Legos Go Sustainable, and Everything (Really) is Awesome

To reduce its carbon footprint, the toy company is searching for a sustainable material for its bricks by 2030

Lego Building Blocks
Gerisima/iStock

Lego has added different styles and kits over the years—pirate ships, the Simpsons, a controversial pink- and purple-heavy "Lego Friends" line for girls and later a set of female scientists. But, the basic bricks have remained essentially the same shiny, hollow-tubed plastic rectangles first introduced in 1958.

Now, the company is poised to make a big change. Lego recently announced that, by 2030, its bricks will be made of sustainable materials. The shift won’t necessarily change the look or feel of the toys, but it could have a big impact on the environment.

“The plastic we use today is oil based,” says Roar Rude TrangbækIt, a press officer at Lego. “It offers great quality, it delivers what we require in terms of ensuring the highest safety standards are met, [and it allows us to] make a product that is very durable and lasts generations. However, it is made from a non-sustainable substance.”

But what will this new, sustainable material be?

To answer this question, Lego is investing 1 billion Danish kroner (nearly $150 million) in a sustainability center. The center, slated to be up and running this year, will be based at Lego headquarters in Billund, a small town on Denmark’s Jutland peninsula, but there will be satellites in locations not yet disclosed around the world. The company will be looking to hire more than 100 employees, from chemical engineers and materials experts to product designers.

In 2014, Lego made more than 60 billion bricks. The company says the vast majority of its environmental footprint comes from the creation of the raw materials used to make those bricks, so changing these materials will dramatically reduce its environmental impact. In 2013, the company used about 247,000 gigawatt hours of energy (the average family home uses .008 gigawatt hours per year). 

While it has been a subject of some confusion, this announcement does not mean that Lego is phasing out plastics, TrangbækIt says. “Plastic can also be made from sustainable or bio-based raw materials,” he explains.

There are a number of so-called “bioplastics” on the market, made from corn, plant sugars or other types of biomass. You can buy corn-based disposable cutlery, drink water from biodegradable bottles and eat deli salads out of containers, all made from bioplastic, at a number of nationwide supermarkets. Though bioplastics are sustainable in the sense that they’re made from a renewable resource, critics say they can’t be recycled, they release large amounts of greenhouse gases when decomposing in landfills and they contribute to food insecurity by using edible resources.   

If Lego opts for a bioplastic, the challenge will be finding the right one.
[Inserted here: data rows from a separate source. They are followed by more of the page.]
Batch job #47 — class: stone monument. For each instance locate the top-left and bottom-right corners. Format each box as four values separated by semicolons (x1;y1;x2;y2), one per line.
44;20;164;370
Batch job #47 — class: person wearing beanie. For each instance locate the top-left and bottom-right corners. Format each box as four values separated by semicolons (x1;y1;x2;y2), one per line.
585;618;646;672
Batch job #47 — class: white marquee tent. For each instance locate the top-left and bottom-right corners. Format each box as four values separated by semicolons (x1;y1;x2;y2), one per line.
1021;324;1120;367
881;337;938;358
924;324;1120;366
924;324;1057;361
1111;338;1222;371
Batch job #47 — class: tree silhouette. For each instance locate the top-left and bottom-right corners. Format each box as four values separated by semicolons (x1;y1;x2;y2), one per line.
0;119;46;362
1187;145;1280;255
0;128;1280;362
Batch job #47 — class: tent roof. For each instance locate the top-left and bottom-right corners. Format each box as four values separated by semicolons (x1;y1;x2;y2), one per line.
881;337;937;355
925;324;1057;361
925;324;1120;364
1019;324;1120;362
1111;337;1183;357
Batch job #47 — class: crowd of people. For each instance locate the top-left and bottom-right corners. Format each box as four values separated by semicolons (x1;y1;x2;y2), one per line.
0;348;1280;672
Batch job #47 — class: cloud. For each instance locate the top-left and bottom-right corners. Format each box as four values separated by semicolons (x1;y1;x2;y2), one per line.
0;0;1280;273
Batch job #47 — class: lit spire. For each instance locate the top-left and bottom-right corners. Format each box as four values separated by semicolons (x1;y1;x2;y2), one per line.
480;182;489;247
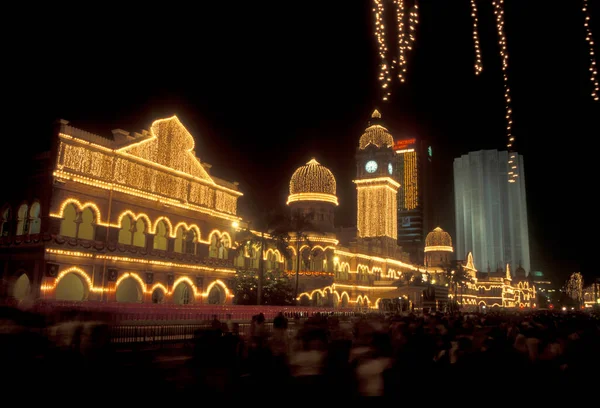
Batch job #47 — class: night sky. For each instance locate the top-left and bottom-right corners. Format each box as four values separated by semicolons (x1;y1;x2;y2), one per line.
2;0;600;281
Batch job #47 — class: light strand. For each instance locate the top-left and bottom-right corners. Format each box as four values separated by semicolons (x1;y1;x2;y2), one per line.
404;0;419;51
582;0;599;101
492;0;518;183
471;0;483;75
392;0;406;82
373;0;391;101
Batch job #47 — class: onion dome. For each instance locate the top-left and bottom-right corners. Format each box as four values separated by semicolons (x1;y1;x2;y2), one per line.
358;109;394;150
425;227;453;252
287;159;338;205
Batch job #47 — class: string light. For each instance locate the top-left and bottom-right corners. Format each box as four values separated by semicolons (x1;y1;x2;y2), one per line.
54;116;243;219
373;0;391;101
582;0;599;101
394;0;406;82
404;0;419;50
492;0;519;183
471;0;483;75
287;159;338;205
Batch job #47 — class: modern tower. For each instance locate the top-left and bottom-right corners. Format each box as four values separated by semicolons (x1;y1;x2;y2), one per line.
454;150;531;273
394;138;433;264
354;110;400;253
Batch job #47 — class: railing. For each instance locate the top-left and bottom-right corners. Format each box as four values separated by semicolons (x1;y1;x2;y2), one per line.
34;300;360;325
109;322;278;346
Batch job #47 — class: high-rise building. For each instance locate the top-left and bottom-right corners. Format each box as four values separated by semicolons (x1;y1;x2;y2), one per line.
394;138;433;264
454;150;531;273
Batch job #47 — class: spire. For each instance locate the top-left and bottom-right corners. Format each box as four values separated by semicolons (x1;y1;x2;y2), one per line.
369;108;382;126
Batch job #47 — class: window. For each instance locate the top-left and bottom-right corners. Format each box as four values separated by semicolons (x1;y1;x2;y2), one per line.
154;220;167;250
77;207;94;240
17;204;29;235
29;202;42;234
218;235;231;259
184;230;197;255
0;208;12;237
133;218;146;248
119;215;133;245
173;227;184;254
60;204;77;238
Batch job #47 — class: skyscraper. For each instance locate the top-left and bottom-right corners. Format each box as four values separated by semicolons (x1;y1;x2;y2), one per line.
454;150;531;273
394;138;434;264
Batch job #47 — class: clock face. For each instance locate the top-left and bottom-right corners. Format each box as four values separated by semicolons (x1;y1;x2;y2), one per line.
365;160;377;173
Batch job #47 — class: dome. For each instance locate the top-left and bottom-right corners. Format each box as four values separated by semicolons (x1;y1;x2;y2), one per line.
425;227;453;252
358;109;394;149
287;159;338;205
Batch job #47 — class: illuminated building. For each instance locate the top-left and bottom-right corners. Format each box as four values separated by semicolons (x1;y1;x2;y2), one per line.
583;278;600;308
454;150;531;273
394;138;433;263
424;227;454;267
0;111;533;310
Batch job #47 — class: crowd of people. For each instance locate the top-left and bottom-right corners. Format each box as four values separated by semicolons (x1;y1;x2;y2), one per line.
0;304;600;401
190;311;600;398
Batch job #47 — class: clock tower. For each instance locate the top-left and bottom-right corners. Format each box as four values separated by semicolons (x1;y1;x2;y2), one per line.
354;109;400;247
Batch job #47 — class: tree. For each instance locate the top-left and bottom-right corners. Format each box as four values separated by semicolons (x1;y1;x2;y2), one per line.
446;263;473;307
273;211;323;299
231;210;287;305
396;271;423;287
233;270;294;306
565;272;583;306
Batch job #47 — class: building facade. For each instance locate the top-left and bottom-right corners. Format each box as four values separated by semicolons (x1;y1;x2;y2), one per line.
454;150;531;274
0;111;534;310
394;134;433;263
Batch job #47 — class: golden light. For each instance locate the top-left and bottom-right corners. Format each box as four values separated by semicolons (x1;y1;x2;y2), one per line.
53;116;243;221
471;0;483;75
287;159;338;205
582;0;599;101
492;0;519;183
373;0;392;101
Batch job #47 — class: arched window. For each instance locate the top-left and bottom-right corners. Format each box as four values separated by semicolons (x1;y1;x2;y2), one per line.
208;234;219;258
0;208;12;237
29;201;42;234
133;218;146;248
173;282;193;305
152;286;165;303
154;220;167;251
60;204;77;238
208;285;225;305
119;215;133;245
184;229;198;255
173;227;185;254
16;204;29;235
250;245;261;269
77;207;94;240
233;249;246;268
218;235;231;259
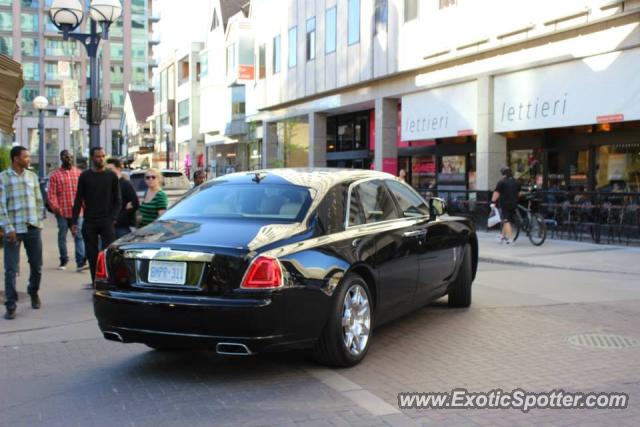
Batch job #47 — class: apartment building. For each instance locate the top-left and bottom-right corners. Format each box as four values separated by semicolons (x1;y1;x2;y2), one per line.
246;0;640;191
200;0;254;176
0;0;159;170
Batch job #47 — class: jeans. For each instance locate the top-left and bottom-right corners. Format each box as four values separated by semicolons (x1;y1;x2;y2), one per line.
82;220;116;283
116;225;131;239
56;215;86;266
4;227;42;310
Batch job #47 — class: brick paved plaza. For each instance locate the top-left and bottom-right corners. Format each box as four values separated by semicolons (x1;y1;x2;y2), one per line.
0;224;640;427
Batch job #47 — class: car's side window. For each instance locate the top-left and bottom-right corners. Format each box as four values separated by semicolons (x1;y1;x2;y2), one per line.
385;179;429;217
349;180;398;225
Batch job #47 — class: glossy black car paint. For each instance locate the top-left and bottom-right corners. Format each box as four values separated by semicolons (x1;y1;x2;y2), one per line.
94;169;478;352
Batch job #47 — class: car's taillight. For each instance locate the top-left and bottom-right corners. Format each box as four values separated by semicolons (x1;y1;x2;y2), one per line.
96;251;107;280
240;255;283;289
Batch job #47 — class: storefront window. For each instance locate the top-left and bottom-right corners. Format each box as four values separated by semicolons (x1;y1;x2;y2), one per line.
596;143;640;192
410;156;436;190
509;149;543;188
569;150;589;190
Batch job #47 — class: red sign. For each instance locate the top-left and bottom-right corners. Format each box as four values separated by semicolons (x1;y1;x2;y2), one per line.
596;114;624;123
238;65;253;80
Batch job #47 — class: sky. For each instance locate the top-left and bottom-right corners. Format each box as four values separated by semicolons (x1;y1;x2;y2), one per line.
154;0;212;62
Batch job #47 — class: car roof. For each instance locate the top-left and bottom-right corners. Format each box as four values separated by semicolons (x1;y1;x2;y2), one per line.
213;168;394;192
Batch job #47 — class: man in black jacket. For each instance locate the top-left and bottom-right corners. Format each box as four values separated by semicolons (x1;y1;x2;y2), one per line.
491;166;520;245
107;157;140;239
71;147;122;284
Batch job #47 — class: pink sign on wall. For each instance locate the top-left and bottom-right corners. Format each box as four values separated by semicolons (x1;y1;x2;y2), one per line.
382;157;398;175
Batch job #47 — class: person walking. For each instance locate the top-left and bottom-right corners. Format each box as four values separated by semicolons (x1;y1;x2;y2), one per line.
107;158;140;239
140;169;169;227
0;146;44;320
491;166;520;245
48;150;87;271
193;169;207;187
71;147;122;286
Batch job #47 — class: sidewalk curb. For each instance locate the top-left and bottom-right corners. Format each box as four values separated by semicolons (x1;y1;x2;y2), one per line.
478;256;638;276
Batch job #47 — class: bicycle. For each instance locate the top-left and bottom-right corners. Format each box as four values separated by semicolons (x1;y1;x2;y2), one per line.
513;194;547;246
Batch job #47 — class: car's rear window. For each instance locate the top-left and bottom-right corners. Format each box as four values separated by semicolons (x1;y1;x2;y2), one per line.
162;183;312;221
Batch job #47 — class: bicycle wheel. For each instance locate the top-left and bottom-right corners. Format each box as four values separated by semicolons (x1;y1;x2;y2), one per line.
528;214;547;246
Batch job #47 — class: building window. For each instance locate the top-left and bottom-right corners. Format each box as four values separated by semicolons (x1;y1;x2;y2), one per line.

Some bioplastics would be unworkable as a Lego material because of their low melting points—no one wants to return to their car on a hot day to find half-melted Lego people stuck to the seats. Other types of bioplastics are brittle.
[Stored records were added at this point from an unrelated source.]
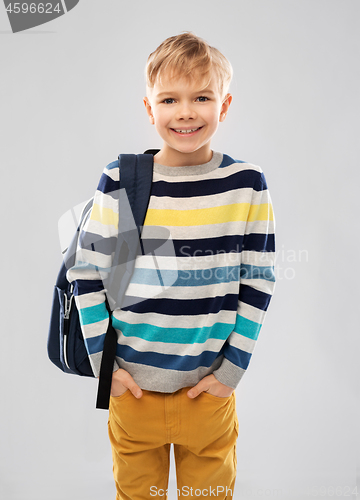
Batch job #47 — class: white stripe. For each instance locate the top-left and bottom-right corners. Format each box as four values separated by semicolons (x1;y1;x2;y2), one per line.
113;309;236;328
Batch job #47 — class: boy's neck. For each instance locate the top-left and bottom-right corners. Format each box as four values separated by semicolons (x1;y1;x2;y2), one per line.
154;145;213;167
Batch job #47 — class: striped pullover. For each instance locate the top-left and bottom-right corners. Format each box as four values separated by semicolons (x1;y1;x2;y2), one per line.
67;152;275;393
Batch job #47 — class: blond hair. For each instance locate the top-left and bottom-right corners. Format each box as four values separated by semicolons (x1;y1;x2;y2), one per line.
145;31;233;99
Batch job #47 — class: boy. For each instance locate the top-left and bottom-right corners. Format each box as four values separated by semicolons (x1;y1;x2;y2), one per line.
68;32;275;500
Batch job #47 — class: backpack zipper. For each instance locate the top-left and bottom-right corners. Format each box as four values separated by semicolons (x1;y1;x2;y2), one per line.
63;289;74;370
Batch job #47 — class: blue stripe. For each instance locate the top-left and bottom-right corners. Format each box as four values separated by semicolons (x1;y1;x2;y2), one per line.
112;317;234;344
224;343;251;370
72;280;104;295
239;284;271;311
243;233;275;252
85;333;106;354
116;344;221;372
97;173;120;194
106;160;119;170
122;293;238;316
219;154;246;168
151;169;266;198
234;314;261;340
240;264;275;281
131;266;240;286
79;302;109;325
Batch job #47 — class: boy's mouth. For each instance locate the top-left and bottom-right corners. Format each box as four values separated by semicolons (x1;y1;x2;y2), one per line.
171;127;203;136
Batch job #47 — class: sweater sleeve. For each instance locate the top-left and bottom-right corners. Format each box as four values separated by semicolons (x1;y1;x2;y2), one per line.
213;169;275;389
67;161;120;377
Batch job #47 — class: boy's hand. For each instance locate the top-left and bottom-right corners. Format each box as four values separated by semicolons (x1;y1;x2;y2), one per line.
187;374;234;398
110;368;142;399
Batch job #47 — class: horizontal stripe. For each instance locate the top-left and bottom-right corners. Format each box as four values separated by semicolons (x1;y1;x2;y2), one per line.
124;280;239;300
131;266;239;287
73;279;104;295
234;315;261;340
118;332;229;356
123;294;238;316
219;154;247;168
223;344;251;370
145;203;273;226
85;333;106;355
239;284;271;311
112;317;234;344
151;170;263;198
79;303;109;325
240;264;275;281
98;173;120;194
243;233;275;252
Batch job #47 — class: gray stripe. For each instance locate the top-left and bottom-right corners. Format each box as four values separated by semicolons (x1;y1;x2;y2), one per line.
154;151;223;175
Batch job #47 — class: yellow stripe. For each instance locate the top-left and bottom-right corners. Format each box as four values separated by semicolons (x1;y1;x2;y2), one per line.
144;203;272;226
90;203;119;229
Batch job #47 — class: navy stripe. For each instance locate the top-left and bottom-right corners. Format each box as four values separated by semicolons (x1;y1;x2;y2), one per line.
219;154;246;168
116;344;221;372
79;231;117;255
151;169;266;198
72;279;104;295
142;231;243;262
239;284;271;311
98;173;120;194
121;293;238;316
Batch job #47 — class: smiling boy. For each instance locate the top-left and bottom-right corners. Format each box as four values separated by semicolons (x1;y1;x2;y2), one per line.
68;32;275;500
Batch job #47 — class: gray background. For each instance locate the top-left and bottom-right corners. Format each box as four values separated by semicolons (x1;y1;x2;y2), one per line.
0;0;360;500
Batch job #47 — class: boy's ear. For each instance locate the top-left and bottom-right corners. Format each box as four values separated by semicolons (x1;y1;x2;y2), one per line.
219;94;232;122
143;97;155;125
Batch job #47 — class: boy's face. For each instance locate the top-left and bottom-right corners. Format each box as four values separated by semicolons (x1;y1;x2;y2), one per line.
144;69;232;166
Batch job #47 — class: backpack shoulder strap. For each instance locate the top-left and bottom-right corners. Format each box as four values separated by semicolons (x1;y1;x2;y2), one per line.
96;150;158;410
119;153;154;233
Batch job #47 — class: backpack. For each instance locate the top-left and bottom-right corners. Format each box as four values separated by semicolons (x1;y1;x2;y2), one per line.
47;149;159;409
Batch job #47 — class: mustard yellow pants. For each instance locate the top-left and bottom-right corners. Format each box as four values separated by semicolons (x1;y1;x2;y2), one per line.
108;387;239;500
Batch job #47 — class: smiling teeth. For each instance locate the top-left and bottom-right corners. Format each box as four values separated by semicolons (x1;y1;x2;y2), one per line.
174;127;200;134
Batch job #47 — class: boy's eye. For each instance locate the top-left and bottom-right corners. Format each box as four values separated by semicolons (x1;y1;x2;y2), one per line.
198;95;209;102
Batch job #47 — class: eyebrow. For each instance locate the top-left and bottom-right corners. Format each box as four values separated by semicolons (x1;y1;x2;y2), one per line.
157;89;215;97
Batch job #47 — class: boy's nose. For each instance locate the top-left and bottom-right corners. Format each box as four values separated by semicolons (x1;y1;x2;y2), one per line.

TrangbækIt says Lego is open-minded when it comes to looking at new materials. They’ll be looking at a wide range of materials besides bioplastics, including recycled plastic. Legos are, of course, not meant to be thrown away, which makes their environmental footprint calculation different than that of, say, plastic picnic tablecloths.

Lego has launched several sustainability efforts in recent years. This winter, Lego began operations of their first wind turbines, a farm of 78 off the coast of Germany. The company hopes to run on 100 percent renewable energy by 2020.

Lego does not foresee any fluctuation in the prices of kits due to the changes, TrangbækIt says, though it’s too far in the future to say for sure.

Everything Is AWESOME!!! -- The LEGO® Movie -- Tegan and Sara feat. The Lonely Island

If all goes according to plan, everything should be as awesome as the Lego Movie song promises.